Soya tertegun, ia berpikir bagaimana bisa Dokter ini menebak dengan tepat, jika Kai yang menyebabkan semua ini.
“Jangan terkejut, Kai mengirimkan pesan padaku untuk mengobati lukamu. Sesungguhnya ia tidak suka melihatmu terluka. Aku sedang menggantikan suamiku, yang saat ini sedang bertugas di rumah sakit. Oh, iya. Kita belum berkenalan, namaku Wilona Carla," Wilona menepuk pundak Soya karena dia tahu tangan kanannya sedang terluka dan tak mungkin bisa bersalaman.

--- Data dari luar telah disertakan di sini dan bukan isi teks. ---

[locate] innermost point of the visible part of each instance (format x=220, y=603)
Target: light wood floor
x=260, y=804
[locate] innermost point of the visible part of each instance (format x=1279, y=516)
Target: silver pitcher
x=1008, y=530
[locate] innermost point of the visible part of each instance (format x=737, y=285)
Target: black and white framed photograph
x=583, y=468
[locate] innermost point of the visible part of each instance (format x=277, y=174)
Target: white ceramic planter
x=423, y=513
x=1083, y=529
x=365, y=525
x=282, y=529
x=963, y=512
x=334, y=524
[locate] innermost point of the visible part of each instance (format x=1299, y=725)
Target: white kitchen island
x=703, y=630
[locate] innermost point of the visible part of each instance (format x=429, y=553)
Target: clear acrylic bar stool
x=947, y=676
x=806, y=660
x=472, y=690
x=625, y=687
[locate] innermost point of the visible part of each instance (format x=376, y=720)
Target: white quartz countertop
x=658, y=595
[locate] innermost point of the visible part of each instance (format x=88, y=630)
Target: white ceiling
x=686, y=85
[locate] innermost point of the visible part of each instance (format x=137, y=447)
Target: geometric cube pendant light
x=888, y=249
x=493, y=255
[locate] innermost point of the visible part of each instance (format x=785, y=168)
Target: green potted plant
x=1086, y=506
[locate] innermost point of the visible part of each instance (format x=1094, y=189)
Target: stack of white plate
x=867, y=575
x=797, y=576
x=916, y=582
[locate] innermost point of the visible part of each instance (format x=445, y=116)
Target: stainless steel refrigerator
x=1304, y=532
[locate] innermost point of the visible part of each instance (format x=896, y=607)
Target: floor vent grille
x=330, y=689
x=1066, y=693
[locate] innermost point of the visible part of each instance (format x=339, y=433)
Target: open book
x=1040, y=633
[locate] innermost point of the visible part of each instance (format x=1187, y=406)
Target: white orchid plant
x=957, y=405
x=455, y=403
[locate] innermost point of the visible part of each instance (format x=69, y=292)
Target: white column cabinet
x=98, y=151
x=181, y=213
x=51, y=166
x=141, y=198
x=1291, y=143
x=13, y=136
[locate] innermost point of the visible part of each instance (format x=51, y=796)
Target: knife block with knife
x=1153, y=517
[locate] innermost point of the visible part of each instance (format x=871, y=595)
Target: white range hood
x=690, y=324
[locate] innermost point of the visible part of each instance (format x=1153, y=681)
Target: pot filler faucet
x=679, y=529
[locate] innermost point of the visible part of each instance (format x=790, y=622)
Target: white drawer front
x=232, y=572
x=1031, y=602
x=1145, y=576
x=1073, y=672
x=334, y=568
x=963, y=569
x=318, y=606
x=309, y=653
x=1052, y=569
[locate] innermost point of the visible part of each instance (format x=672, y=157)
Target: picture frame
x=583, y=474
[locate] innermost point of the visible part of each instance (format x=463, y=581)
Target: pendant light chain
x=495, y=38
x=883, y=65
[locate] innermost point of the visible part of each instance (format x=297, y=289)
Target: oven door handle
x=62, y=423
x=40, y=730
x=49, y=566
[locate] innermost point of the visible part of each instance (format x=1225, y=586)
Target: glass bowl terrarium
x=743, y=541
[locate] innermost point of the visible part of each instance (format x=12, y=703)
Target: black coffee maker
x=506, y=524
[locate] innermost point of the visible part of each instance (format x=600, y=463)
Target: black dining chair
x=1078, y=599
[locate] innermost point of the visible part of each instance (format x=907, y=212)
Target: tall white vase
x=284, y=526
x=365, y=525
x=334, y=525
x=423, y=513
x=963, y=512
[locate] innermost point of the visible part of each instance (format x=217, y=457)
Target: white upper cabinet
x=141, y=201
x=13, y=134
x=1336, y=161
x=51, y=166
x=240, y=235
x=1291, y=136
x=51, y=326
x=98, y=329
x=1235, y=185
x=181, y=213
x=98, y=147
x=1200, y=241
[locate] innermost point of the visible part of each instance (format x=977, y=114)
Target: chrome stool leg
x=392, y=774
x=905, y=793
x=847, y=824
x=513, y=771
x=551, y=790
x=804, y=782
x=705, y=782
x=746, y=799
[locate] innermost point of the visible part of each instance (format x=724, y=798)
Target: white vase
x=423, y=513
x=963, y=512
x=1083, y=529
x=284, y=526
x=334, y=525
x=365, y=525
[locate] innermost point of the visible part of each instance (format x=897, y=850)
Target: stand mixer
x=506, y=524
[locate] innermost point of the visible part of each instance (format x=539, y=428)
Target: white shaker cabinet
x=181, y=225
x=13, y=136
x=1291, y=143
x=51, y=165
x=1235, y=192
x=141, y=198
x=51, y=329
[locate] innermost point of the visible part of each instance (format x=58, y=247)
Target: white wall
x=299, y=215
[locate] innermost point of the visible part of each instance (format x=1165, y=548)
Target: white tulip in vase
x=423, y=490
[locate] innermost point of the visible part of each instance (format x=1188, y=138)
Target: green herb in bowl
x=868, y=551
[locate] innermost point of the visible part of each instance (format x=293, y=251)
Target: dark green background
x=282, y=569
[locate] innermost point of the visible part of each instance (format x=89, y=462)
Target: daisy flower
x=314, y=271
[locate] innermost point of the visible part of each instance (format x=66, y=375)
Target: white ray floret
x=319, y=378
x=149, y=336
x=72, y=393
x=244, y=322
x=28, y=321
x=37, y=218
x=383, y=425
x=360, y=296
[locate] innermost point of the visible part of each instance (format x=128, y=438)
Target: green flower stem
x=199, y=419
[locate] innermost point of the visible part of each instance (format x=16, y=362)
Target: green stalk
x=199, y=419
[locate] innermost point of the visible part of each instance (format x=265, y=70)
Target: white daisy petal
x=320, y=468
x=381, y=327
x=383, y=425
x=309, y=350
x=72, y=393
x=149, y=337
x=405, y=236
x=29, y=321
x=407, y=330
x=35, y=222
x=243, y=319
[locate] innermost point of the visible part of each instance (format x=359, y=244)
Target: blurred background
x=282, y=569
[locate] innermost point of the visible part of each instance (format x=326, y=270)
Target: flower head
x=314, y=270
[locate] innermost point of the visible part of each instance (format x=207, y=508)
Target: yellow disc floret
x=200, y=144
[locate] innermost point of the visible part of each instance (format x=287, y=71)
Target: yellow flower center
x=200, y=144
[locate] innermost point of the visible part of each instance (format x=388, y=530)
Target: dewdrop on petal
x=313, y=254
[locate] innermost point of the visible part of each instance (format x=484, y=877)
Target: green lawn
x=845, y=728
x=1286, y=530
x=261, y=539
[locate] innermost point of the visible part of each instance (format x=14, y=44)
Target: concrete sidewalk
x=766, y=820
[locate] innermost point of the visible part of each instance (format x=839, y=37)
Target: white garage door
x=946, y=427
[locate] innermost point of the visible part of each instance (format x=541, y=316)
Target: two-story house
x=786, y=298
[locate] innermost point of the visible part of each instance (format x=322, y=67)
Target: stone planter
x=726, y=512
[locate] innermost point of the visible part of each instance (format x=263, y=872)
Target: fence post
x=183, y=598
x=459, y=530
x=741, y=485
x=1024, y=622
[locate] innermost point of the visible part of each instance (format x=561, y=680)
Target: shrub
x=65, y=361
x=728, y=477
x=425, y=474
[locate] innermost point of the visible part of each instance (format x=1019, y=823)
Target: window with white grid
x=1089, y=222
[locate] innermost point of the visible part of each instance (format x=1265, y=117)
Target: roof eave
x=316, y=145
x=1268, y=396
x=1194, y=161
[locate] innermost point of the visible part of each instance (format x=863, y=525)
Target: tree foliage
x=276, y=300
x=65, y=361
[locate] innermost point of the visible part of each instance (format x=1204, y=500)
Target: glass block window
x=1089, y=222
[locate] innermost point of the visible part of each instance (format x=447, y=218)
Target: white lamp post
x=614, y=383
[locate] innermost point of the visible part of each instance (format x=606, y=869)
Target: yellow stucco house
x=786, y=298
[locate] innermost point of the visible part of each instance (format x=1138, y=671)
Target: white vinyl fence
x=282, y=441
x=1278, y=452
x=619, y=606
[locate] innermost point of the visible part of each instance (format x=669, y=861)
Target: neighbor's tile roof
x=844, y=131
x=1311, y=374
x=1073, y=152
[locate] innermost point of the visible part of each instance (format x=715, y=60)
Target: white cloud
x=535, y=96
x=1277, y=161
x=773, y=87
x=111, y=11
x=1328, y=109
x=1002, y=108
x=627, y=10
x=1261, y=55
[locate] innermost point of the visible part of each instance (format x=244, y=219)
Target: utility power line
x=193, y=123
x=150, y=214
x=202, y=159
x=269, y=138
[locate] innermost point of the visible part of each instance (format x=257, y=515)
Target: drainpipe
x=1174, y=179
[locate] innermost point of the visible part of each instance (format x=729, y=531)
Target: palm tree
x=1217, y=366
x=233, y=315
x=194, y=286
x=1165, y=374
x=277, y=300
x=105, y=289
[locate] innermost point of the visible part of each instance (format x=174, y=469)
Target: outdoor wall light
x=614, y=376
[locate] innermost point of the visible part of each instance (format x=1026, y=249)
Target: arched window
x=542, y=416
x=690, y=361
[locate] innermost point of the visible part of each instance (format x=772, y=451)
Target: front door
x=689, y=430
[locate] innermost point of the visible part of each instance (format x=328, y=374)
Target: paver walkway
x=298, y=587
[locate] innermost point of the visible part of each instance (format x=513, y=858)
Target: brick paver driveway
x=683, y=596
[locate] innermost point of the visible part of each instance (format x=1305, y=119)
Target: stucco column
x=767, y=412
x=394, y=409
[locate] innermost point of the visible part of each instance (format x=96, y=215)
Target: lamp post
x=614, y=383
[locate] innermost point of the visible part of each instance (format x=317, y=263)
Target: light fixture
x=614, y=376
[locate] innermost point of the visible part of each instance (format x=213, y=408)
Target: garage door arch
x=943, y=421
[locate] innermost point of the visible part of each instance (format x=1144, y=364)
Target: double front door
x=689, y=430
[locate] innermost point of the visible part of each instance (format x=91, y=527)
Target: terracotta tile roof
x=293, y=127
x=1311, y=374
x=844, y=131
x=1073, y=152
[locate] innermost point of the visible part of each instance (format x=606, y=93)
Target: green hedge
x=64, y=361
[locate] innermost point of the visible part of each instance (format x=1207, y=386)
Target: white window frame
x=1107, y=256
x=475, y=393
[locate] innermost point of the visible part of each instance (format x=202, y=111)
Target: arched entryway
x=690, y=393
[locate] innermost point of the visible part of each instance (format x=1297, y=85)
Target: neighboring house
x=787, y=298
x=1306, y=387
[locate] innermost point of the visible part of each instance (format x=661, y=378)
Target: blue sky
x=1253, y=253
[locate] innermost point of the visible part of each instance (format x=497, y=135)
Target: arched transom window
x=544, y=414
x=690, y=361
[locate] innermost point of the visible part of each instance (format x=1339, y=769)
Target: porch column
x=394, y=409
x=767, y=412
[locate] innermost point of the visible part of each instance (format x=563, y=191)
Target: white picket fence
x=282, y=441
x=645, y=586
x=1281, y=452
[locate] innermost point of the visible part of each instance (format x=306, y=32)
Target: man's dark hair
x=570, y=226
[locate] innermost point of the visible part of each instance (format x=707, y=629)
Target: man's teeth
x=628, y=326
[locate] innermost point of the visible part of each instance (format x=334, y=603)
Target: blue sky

“Nah, sudah selesai. Jujur, aku kagum dengan dirimu Sophia. Sebagai perempuan ternyata kau sangat kuat, ya. Ha-ha-ha ...," Wilona tertawa sambil menutupi mulutnya. “Kau tahu? Kai itu suka sekali dengan perempuan tangguh, tetapi lembut dan penyayang. Pantas saja, Kai menyukaimu. Ternyata kau sesuai kriteria kekasih idamannya, selain itu kau begitu imut dan menggemaskan sekali!" Wilona memekik gemas.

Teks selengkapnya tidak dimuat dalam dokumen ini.